4. Test with Small Batches First

# Test import process with small sample
test_data <- head(large_dataset, 5)
test_result <- project$import(test_data, overwrite = TRUE)

# Review what changed
cat("Test import successful\n")
cat("Records in cache:", nrow(project$data), "\n")

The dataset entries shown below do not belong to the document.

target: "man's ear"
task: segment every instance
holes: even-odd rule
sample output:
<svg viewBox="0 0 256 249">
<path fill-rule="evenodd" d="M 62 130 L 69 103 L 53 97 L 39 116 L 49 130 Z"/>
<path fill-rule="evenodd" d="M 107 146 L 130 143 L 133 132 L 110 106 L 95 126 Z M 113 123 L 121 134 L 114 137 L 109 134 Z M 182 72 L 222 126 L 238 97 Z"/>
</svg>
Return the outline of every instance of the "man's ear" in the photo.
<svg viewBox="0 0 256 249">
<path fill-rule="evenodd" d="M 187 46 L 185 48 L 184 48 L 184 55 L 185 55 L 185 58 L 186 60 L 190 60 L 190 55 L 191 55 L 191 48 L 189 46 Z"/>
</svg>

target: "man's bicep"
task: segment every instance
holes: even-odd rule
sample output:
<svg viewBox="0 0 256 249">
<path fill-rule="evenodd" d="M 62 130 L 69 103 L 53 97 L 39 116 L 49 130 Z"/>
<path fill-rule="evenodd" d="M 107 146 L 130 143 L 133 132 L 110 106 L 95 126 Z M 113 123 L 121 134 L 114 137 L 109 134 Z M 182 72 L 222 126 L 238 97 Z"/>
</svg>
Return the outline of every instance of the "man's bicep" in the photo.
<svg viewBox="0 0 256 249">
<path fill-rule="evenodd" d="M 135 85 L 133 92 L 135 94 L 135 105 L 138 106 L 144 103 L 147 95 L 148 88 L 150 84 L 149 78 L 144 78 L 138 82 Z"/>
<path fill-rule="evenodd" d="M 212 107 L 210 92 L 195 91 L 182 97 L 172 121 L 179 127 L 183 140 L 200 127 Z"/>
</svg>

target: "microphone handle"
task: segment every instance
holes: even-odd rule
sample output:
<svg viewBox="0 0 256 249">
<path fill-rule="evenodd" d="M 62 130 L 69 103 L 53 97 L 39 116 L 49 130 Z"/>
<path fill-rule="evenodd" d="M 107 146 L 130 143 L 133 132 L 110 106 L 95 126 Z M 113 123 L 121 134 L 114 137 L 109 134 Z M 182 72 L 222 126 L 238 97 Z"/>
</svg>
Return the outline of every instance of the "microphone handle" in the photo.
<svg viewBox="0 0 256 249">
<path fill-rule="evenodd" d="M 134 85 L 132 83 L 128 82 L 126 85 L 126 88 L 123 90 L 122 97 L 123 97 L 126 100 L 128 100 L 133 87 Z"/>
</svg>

# Proceed with full import
full_result <- project$import(
  large_dataset,
  overwrite = TRUE,
  save_changes = "full_import_changes.csv"
)

Summary

Key points for REDCap data import with sardine:

  • Cache validation: Import checks if cached data is stale (>5 minutes old)
  • Automatic refresh: Cache is automatically refreshed after successful import
  • Overwrite protection: overwrite = FALSE by default prevents accidental data loss
  • Change detection: See exactly what will be modified before confirming
  • Interactive confirmation: Import asks for approval before overwriting data
  • Change reports: Save detailed CSV reports of all modifications (save_changes parameter)
  • Safety by default: Use force = TRUE only in automated workflows
  • Custom validation: Add project-specific checks before import
  • Error handling: Use try-catch and chunking for robust imports

The sardine package makes REDCap data import straightforward while helping you maintain data integrity and consistency.